Nuova rissa tra esponenti dell’ala conservatrice vaticana, con gli stesse protagonisti di sempre ma, questa volta, l’un contro l’altro armati. A far deflagrare il conflitto, ora, un pensoso “appello per la Chiesa e per il mondo ai fedeli cattolici e agli uomini di buona volontà” uscito ieri, in sei lingue, sui blog tradizionalisti, ha denunciato con veemenza che “con il pretesto dell’epidemia del Covid-19, si è giunti in molti casi a ledere i diritti inalienabili dei cittadini, limitando in modo sproporzionato e ingiustificato le loro libertà fondamentali, tra cui l’esercizio della libertà di culto” ed ha affermato che “lo Stato non ha alcun diritto di interferire, per nessun motivo, nella sovranità della Chiesa”.

L’appello, pubblicato giovedì in vista della odierna giornata della Madonna di Pompei, rappresenta un contrappunto, neanche molto implicito, alla linea della responsabilità e della leale collaborazione tra Chiesa e Stato da sempre sostenuta da Papa Francesco.
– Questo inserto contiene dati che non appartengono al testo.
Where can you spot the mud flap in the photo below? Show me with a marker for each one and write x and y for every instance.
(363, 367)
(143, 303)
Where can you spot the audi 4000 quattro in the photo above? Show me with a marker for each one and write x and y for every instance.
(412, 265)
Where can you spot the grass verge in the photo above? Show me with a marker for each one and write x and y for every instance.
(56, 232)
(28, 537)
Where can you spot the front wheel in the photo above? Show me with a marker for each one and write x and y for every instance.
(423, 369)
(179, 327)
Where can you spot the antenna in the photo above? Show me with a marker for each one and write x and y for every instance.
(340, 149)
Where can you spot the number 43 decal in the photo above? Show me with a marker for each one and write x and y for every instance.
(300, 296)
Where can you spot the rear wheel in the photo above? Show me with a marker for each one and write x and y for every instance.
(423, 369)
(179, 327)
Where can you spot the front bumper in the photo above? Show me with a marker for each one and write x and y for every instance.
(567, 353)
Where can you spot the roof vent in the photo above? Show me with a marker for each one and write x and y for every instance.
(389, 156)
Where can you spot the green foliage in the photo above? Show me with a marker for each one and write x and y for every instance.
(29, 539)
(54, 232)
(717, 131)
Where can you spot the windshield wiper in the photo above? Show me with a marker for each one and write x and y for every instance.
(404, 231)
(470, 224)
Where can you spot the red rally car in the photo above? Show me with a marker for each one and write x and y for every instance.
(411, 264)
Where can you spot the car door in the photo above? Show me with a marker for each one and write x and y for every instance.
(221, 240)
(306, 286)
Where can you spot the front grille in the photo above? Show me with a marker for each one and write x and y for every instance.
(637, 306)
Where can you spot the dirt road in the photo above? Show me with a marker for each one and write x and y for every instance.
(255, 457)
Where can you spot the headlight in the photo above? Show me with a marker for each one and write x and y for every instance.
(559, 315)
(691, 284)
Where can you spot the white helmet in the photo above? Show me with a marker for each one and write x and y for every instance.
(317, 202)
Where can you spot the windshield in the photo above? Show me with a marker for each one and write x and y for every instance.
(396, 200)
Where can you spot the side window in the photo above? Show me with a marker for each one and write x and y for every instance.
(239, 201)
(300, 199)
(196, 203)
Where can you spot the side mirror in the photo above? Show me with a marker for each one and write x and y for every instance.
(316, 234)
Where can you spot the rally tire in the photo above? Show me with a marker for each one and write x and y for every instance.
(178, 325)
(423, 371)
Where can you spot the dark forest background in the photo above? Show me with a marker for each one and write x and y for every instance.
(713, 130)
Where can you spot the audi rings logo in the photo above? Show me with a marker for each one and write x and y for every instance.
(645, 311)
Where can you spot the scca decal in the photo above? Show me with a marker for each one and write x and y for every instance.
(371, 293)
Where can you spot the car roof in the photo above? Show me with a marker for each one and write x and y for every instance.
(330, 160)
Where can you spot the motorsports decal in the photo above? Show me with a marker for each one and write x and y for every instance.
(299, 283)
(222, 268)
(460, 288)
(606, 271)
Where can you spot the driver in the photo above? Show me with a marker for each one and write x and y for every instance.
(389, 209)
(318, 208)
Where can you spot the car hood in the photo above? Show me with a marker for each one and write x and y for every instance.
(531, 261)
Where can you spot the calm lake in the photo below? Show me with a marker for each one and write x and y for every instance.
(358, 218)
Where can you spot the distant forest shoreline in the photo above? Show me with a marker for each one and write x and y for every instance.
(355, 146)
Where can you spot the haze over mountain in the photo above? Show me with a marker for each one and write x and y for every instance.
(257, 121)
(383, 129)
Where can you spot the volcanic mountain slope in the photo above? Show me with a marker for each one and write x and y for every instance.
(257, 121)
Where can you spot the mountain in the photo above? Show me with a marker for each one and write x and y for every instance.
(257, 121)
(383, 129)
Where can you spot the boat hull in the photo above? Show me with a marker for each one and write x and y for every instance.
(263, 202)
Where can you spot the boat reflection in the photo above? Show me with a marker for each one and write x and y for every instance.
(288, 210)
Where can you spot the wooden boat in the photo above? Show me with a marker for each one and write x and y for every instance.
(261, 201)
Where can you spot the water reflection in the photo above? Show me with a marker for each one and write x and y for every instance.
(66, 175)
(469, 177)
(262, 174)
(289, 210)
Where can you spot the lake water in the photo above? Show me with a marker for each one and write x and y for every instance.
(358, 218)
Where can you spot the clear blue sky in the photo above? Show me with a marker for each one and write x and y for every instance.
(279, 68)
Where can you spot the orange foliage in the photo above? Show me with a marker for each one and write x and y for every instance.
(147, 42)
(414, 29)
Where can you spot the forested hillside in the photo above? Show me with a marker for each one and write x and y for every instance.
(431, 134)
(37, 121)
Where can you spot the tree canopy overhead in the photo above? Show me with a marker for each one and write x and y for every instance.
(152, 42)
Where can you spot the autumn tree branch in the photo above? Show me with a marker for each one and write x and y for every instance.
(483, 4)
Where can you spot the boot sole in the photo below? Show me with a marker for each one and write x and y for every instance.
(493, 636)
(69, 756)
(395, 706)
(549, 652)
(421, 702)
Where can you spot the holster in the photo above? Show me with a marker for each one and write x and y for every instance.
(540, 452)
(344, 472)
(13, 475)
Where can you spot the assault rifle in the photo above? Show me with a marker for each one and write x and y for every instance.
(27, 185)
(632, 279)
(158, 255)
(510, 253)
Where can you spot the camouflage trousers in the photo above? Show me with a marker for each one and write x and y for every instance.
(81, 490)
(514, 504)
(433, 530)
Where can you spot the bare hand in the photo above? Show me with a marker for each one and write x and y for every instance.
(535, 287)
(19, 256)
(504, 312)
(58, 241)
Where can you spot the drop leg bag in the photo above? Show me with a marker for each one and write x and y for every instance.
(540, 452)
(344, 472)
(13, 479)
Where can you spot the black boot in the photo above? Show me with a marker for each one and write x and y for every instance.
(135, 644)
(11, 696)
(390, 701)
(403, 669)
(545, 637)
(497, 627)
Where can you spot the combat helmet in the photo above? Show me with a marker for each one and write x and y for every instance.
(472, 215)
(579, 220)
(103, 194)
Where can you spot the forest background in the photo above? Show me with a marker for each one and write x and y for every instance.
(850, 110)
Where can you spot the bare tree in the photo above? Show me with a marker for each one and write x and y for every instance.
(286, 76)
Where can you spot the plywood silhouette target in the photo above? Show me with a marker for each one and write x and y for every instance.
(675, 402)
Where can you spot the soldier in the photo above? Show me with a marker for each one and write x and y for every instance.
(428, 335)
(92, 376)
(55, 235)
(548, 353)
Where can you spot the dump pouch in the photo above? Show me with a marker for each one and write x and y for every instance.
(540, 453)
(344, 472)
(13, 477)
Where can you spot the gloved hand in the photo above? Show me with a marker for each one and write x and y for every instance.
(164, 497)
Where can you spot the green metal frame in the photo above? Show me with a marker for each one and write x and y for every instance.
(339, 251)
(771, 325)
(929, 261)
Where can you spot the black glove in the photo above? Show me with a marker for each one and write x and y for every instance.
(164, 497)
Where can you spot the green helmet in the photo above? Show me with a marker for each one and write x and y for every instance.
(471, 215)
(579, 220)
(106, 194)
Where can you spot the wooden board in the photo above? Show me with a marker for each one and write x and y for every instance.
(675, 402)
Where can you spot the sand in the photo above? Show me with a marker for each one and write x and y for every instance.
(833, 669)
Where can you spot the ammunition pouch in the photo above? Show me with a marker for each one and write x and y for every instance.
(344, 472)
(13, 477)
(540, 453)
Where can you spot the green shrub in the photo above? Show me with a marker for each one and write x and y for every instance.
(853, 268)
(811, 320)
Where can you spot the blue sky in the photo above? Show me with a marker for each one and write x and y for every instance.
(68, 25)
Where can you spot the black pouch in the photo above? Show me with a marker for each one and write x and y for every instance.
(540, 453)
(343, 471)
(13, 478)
Ed infatti il documento è stato sottoscritto – almeno inizialmente – da monsignor Carlo Maria Viganò, un ex nunzio apostolico negli Stati Uniti che, ormai alla macchia, già mesi fa ha chiesto le dimissioni del Papa, dal cardinale Gerhard Ludwig Mueller, ex prefetto della congregazione prepensionato da Bergoglio e con lui sempre molto critico, da due vescovi che nei confronti di Francesco hanno sempre espresso critiche pesanti, il kazako Athanasius Schneider, il ciellino Luigi Negri e, non da ultimo, il cardinale Robert Sarah, prefetto in carica della congregazione per il Culto divino e la Disciplina dei saramenti. Il porporato guineano, anch’egli sempre distante dalle posizioni di Jorge Mario Bergoglio, è il più alto in carica tra i firmatari.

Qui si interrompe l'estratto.